California Needs a Politics Rooted in 2012, Not 1978

DOWELL MYERS, demographer and planning professor, Price School of Public Policy.

This op-ed originally appeared in the Los Angeles Times.

At the root of California’s dysfunctional politics lie some old ideas about who we are as a state. Demographics have been more volatile here than in other states, and many Californians older than 55, who make up roughly 46% of state voters, don’t want to pay for changes they never welcomed. The tragedy is that they are battling problems that have largely dissipated. The outlook for California going forward from 2012 is very different from what it was two decades ago.

Take population growth. The 1980s brought an unprecedented growth spurt for the state, with population increasing by some 6.1 million people. This far exceeded the population growth of 3.7 million people in the 1970s and 4.3 million in the 1960s.

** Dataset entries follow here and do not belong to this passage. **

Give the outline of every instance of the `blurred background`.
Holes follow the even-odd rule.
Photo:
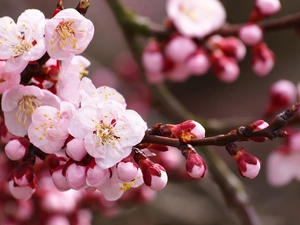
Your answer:
[[[157,23],[164,22],[166,1],[124,0],[123,2],[140,15],[149,17]],[[252,10],[253,2],[222,0],[227,10],[228,22],[245,22]],[[76,0],[64,0],[66,8],[76,5]],[[49,18],[55,6],[55,0],[1,0],[0,16],[10,16],[16,20],[25,9],[36,8],[43,11]],[[282,1],[281,12],[275,17],[298,11],[300,11],[300,1],[285,0]],[[139,94],[130,90],[134,87],[124,87],[124,83],[119,81],[115,75],[118,70],[116,59],[127,54],[127,46],[106,1],[91,0],[91,7],[86,17],[92,20],[95,25],[94,39],[83,54],[92,61],[89,69],[90,75],[94,75],[96,82],[101,85],[116,86],[126,99],[136,100],[133,101],[132,107],[142,113],[148,126],[152,126],[156,122],[170,122],[168,118],[160,115],[155,109],[147,111],[144,107],[148,106],[137,101]],[[241,75],[232,84],[222,83],[214,75],[207,74],[202,77],[191,77],[185,83],[168,82],[167,85],[191,111],[204,118],[249,117],[261,119],[268,102],[268,89],[273,82],[282,78],[289,79],[295,84],[300,81],[300,40],[295,30],[288,29],[266,33],[265,41],[276,55],[276,65],[266,77],[258,77],[252,72],[251,58],[247,54],[247,57],[240,64]],[[104,78],[101,77],[102,75]],[[265,178],[264,163],[266,158],[281,143],[282,140],[261,144],[242,144],[246,151],[259,157],[263,163],[259,176],[254,180],[243,179],[239,176],[235,162],[227,155],[224,148],[215,147],[213,151],[220,154],[233,172],[241,178],[263,224],[298,225],[300,223],[299,183],[294,181],[285,187],[273,188],[266,182]],[[214,184],[208,174],[205,179],[194,182],[177,183],[170,181],[151,203],[136,207],[131,206],[113,218],[100,218],[96,215],[94,224],[241,224],[234,212],[228,208],[218,186]]]

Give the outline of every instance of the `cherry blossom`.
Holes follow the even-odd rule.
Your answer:
[[[138,113],[126,110],[113,100],[104,102],[101,107],[87,105],[78,109],[69,126],[72,136],[84,138],[87,152],[102,169],[128,156],[146,129]]]
[[[118,178],[115,167],[111,169],[111,173],[108,181],[99,187],[104,198],[108,201],[115,201],[119,199],[125,191],[143,184],[143,175],[140,169],[138,169],[136,177],[130,182],[121,181]]]
[[[82,53],[93,36],[93,23],[71,8],[61,10],[45,25],[47,52],[54,59]]]
[[[31,124],[31,115],[42,105],[59,108],[60,99],[48,90],[35,86],[16,85],[2,96],[2,110],[9,132],[23,137]]]
[[[21,80],[21,74],[16,72],[5,71],[6,62],[0,61],[0,94],[5,90],[18,85]]]
[[[74,113],[74,105],[64,101],[60,110],[51,106],[37,108],[28,127],[30,142],[45,153],[60,151],[69,136],[68,126]]]
[[[181,34],[198,38],[219,29],[226,19],[218,0],[168,0],[167,14]]]
[[[7,72],[20,73],[29,61],[46,52],[45,16],[37,9],[25,10],[17,24],[10,17],[0,18],[0,59],[6,59]]]

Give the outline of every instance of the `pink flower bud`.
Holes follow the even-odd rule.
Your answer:
[[[205,137],[204,127],[194,120],[187,120],[180,124],[174,125],[171,128],[171,132],[174,137],[180,138],[186,142],[192,139]]]
[[[196,152],[190,152],[186,157],[185,169],[191,177],[202,178],[206,172],[206,163]]]
[[[148,73],[161,73],[164,66],[164,57],[161,52],[145,51],[142,62]]]
[[[296,86],[289,80],[282,79],[272,84],[269,91],[269,105],[266,109],[266,114],[274,113],[293,104],[297,98],[296,93]]]
[[[32,186],[23,186],[20,187],[15,184],[13,180],[8,182],[8,187],[12,196],[16,199],[27,200],[31,198],[33,193],[35,192],[35,187]]]
[[[256,126],[254,131],[262,130],[269,126],[269,124],[267,122],[265,122],[264,120],[257,120],[253,123],[253,125]],[[258,137],[258,138],[251,138],[250,140],[255,141],[255,142],[264,142],[264,141],[268,140],[268,138],[266,138],[266,137],[259,138]]]
[[[195,54],[189,57],[186,62],[189,73],[195,76],[201,76],[207,73],[210,67],[210,61],[207,53],[203,49],[198,49]]]
[[[239,151],[234,158],[243,177],[253,179],[258,175],[261,167],[261,162],[258,158],[245,151]]]
[[[86,172],[86,183],[91,187],[99,187],[109,178],[109,170],[101,169],[95,161],[93,161]]]
[[[159,84],[164,81],[165,75],[163,73],[146,73],[147,80],[151,84]]]
[[[168,71],[167,77],[174,82],[183,82],[190,77],[190,73],[185,64],[177,64]]]
[[[258,44],[263,39],[263,31],[257,24],[247,24],[239,30],[240,39],[249,46]]]
[[[144,183],[154,191],[163,189],[168,182],[165,168],[157,163],[153,163],[148,158],[139,161],[140,169],[143,173]]]
[[[275,64],[275,55],[265,43],[254,46],[252,69],[258,76],[265,76],[271,72]]]
[[[52,173],[51,176],[55,187],[59,191],[66,191],[70,189],[70,185],[67,181],[66,176],[63,175],[62,171],[63,171],[62,168],[57,169]]]
[[[220,51],[213,52],[212,69],[217,78],[225,83],[235,81],[240,74],[237,62]]]
[[[116,165],[117,176],[121,181],[130,182],[134,180],[138,173],[138,164],[132,156],[128,156]]]
[[[263,16],[271,16],[281,9],[279,0],[256,0],[255,6]]]
[[[70,221],[64,215],[53,215],[51,216],[45,225],[70,225]]]
[[[84,189],[86,184],[86,167],[72,163],[66,169],[66,178],[71,188],[75,190]]]
[[[233,57],[238,61],[244,59],[246,55],[246,47],[240,39],[236,37],[223,38],[217,46],[223,53],[229,57]]]
[[[19,139],[10,140],[5,145],[5,154],[11,160],[19,160],[22,159],[26,153],[27,147],[29,146],[29,141],[26,138],[22,138],[27,140],[27,144],[24,146],[24,141],[20,142]]]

The Californians who were already here resented all those newcomers, who added to traffic congestion, fueled overdevelopment and strained government budgets. Many longtime residents were particularly aggrieved that so many of the new arrivals were immigrants. Indeed, by 1990 21.7% of California residents were immigrants, up from just 8.6% in 1970.

The perception that migration was swamping the state roiled California politics. It reinforced the ethic of Proposition 13 — make newcomers pay, and give the old-timers a break. It fueled passage, in 1994, of Proposition 187. Its message: Established residents shouldn’t be asked to pay for public services used by unwelcome and illegal newcomers.

But what Californians didn’t seem to realize was that the rapid growth spurt was just that: a spurt. In the decades since the 1980s, population growth has again fallen below 4.2 million per decade.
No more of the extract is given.